When's the last time you saw a monarch flutter through your yard? Are you planting their host plant, milkweed? Are you providing nectar by growing such monarch favorites as the butterfly bush (genus Buddleja), Mexican sunflower (genus Tithonia) and lantana (genus Lantana)?
Think about it: "There are 1.4 billion insects for each one of us."
Make mine the monarch. Well, I like the Western tiger swallowtails and anise swallowtails, too. And the honey bees, sweat bees, longhorn bees, bumble bees, European wool carder bees, dragonflies, and yes, praying mantids...and...wait, there's not enough room to list them all!
We recently watched McCormack Hall superintendent Gloria Gonzalez of Vallejo, and her crew set up the exhibits in preparation for the crowds that will flow through the building next week.
Butterflies appear in many of the entries, including quilts, vests, needlework, paintings, photographs, and arts and crafts.
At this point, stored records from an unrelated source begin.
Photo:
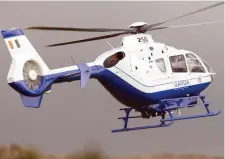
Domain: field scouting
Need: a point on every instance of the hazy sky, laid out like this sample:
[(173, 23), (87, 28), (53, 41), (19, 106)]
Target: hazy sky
[(70, 117)]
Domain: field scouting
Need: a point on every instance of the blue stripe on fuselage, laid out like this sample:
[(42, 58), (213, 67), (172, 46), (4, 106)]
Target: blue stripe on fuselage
[(130, 96), (120, 89)]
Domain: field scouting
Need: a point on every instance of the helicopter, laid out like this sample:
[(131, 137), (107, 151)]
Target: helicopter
[(146, 76)]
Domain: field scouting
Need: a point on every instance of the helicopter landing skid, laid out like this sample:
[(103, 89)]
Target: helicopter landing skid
[(166, 106)]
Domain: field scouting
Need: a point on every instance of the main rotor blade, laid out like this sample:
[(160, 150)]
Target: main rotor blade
[(187, 25), (184, 15), (89, 39), (77, 29)]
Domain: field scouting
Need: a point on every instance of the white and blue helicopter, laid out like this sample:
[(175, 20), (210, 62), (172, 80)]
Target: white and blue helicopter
[(144, 75)]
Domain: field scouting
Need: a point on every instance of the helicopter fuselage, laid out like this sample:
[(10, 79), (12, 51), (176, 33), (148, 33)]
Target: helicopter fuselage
[(143, 72)]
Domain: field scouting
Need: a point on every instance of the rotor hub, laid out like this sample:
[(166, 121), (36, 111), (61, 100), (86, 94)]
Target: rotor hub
[(32, 75)]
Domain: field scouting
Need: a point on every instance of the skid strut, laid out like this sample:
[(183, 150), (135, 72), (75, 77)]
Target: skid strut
[(165, 106)]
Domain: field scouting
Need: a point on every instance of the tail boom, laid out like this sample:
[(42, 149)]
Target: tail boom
[(31, 77)]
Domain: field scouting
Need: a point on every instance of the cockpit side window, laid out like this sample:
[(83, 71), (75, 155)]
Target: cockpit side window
[(194, 64), (178, 63), (161, 64)]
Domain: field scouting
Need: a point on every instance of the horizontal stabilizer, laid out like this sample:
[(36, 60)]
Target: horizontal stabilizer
[(33, 102), (85, 73)]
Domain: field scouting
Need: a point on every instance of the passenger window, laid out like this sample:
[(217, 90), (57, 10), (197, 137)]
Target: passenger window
[(194, 64), (178, 63), (207, 65), (161, 64), (113, 59)]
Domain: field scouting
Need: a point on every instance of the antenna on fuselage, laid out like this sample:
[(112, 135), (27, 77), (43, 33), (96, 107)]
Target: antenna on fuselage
[(109, 45)]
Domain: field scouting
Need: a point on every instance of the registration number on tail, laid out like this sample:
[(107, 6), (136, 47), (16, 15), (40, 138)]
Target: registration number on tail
[(180, 83)]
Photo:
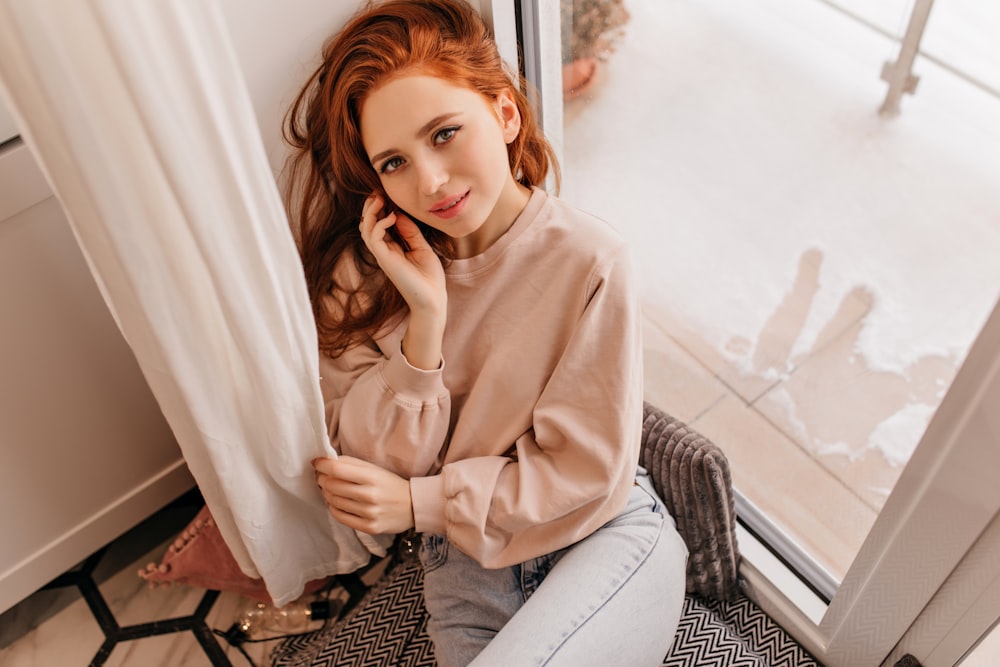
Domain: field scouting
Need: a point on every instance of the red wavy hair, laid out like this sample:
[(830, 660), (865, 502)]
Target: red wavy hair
[(329, 175)]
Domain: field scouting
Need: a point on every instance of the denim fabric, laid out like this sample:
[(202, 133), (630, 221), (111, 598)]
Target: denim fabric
[(614, 598)]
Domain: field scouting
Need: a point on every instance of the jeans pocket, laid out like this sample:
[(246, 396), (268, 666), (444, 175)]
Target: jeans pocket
[(433, 551)]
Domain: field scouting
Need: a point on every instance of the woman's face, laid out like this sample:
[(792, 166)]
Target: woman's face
[(440, 151)]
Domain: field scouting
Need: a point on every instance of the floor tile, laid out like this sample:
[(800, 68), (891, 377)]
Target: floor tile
[(860, 424), (816, 508), (675, 381)]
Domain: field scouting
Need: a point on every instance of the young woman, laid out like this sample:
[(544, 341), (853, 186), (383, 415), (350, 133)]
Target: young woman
[(481, 351)]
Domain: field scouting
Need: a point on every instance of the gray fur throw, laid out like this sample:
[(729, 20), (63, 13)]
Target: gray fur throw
[(692, 476)]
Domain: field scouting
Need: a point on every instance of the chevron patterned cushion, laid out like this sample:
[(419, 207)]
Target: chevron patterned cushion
[(388, 629)]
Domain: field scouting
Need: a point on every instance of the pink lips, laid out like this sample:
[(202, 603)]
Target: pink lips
[(450, 207)]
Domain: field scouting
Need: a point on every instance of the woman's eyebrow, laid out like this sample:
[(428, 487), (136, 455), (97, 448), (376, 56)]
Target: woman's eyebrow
[(427, 127)]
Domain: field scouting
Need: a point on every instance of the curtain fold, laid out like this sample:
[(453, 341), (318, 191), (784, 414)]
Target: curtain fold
[(139, 115)]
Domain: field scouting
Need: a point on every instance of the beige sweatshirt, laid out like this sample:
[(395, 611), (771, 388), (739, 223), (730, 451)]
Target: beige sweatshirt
[(526, 439)]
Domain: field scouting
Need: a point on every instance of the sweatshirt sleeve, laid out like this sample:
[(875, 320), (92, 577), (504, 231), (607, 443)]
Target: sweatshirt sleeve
[(573, 470), (381, 409)]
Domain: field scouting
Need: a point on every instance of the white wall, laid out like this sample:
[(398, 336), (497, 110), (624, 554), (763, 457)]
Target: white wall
[(85, 452)]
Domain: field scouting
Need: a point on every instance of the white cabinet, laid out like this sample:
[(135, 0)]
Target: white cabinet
[(86, 453)]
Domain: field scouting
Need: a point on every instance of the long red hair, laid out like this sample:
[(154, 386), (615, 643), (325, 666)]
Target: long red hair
[(329, 175)]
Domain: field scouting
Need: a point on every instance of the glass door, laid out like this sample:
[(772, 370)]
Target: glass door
[(815, 275)]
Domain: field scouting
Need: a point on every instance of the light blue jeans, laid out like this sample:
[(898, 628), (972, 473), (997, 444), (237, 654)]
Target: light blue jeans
[(614, 598)]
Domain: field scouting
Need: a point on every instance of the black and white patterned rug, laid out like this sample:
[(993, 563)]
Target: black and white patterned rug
[(388, 629)]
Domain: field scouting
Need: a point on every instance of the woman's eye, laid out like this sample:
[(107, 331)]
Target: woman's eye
[(390, 165), (445, 135)]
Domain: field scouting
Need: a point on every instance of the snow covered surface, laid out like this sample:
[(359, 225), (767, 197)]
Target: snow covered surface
[(729, 141)]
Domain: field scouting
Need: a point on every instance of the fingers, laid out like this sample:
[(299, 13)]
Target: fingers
[(410, 232), (373, 229)]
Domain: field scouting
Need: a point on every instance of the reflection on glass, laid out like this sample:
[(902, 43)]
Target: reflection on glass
[(813, 275)]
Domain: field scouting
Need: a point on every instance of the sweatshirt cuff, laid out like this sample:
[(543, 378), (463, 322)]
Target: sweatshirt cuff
[(427, 496), (411, 382)]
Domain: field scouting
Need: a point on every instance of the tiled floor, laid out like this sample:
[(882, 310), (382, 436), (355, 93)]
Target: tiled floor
[(759, 123), (55, 628), (808, 290)]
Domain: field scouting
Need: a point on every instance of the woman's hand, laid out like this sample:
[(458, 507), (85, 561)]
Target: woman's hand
[(417, 273), (363, 496), (415, 270)]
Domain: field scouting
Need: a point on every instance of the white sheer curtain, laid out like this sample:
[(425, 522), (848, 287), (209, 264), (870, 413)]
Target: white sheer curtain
[(139, 115)]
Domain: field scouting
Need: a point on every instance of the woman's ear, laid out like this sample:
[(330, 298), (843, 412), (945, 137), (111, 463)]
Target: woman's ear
[(510, 116)]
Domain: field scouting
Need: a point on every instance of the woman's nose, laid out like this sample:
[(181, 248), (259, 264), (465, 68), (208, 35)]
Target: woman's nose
[(433, 176)]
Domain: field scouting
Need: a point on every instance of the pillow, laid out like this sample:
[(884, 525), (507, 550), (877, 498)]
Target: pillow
[(199, 557)]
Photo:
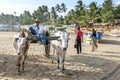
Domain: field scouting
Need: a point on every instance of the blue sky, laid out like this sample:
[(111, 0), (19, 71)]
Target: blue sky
[(19, 6)]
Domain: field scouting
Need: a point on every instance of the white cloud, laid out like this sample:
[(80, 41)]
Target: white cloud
[(19, 9), (117, 3)]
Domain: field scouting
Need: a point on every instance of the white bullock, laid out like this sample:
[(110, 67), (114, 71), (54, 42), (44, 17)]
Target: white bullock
[(60, 46), (21, 45)]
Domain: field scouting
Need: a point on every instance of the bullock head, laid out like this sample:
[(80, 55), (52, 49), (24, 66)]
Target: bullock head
[(22, 45)]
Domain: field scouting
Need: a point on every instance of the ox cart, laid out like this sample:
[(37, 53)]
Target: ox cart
[(44, 40)]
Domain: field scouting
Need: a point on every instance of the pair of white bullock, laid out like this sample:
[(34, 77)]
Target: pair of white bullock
[(21, 44)]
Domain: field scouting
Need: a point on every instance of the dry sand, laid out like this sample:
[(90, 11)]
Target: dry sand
[(102, 64)]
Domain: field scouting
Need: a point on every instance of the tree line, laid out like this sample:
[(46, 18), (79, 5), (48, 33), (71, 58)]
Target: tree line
[(58, 15)]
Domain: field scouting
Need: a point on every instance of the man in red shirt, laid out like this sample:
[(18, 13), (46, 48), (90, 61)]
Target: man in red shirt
[(79, 39)]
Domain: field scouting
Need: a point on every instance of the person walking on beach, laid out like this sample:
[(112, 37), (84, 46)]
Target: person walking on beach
[(36, 29), (79, 40), (93, 37)]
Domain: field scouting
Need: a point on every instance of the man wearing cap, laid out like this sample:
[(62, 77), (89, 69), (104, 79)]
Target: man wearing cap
[(36, 28)]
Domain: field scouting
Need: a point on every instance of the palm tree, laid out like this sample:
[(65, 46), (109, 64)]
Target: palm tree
[(53, 15), (63, 8)]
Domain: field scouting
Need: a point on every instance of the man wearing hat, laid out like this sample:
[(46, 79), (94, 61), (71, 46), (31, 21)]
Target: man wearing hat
[(36, 28)]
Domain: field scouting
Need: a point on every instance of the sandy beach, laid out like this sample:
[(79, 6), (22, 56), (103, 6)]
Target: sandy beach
[(102, 64)]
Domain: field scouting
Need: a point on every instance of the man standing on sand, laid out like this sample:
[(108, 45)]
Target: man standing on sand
[(79, 40)]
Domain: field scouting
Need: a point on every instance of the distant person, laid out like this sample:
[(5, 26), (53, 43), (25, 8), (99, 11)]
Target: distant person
[(93, 37), (79, 40), (36, 28), (76, 25)]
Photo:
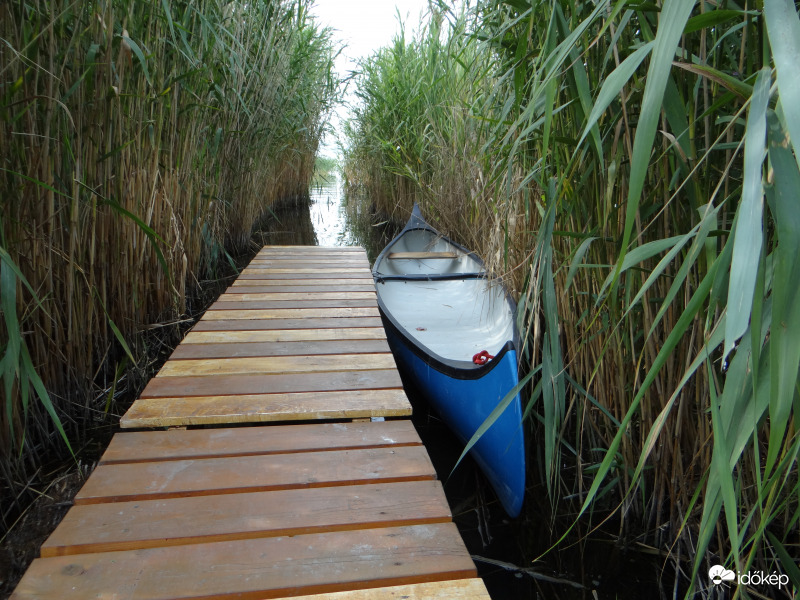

As the crew worked, a butterfly fluttered through the open door, hovered over a display table, and then fluttered out. An omen?
One of the eye-opening, jaw-dropping displays is a butterfly-themed quilt made by LaQuita Tummings of Rodeo. Judges wrote, in part: "Wow, incredible design!" Indeed it is!
The adult division exhibits include a colorful vest of brilliant blossoms and majestic butterflies, sewn by Linda Douthit of Fairfield, a veteran seamstress, 4-H leader and longtime exhibitor. Laura Ryan of Vallejo entered her intricate needlework showcasing bees and blossoms; you can almost hear the bees buzz. Tina Waycie, Vallejo, is showing her quilling (paper arts); the attention to detail is amazing. In adult collections, Joanne Dalton of Vallejo, entered her case of 93 thimbles, and yes, a butterfly motif adorns one of them.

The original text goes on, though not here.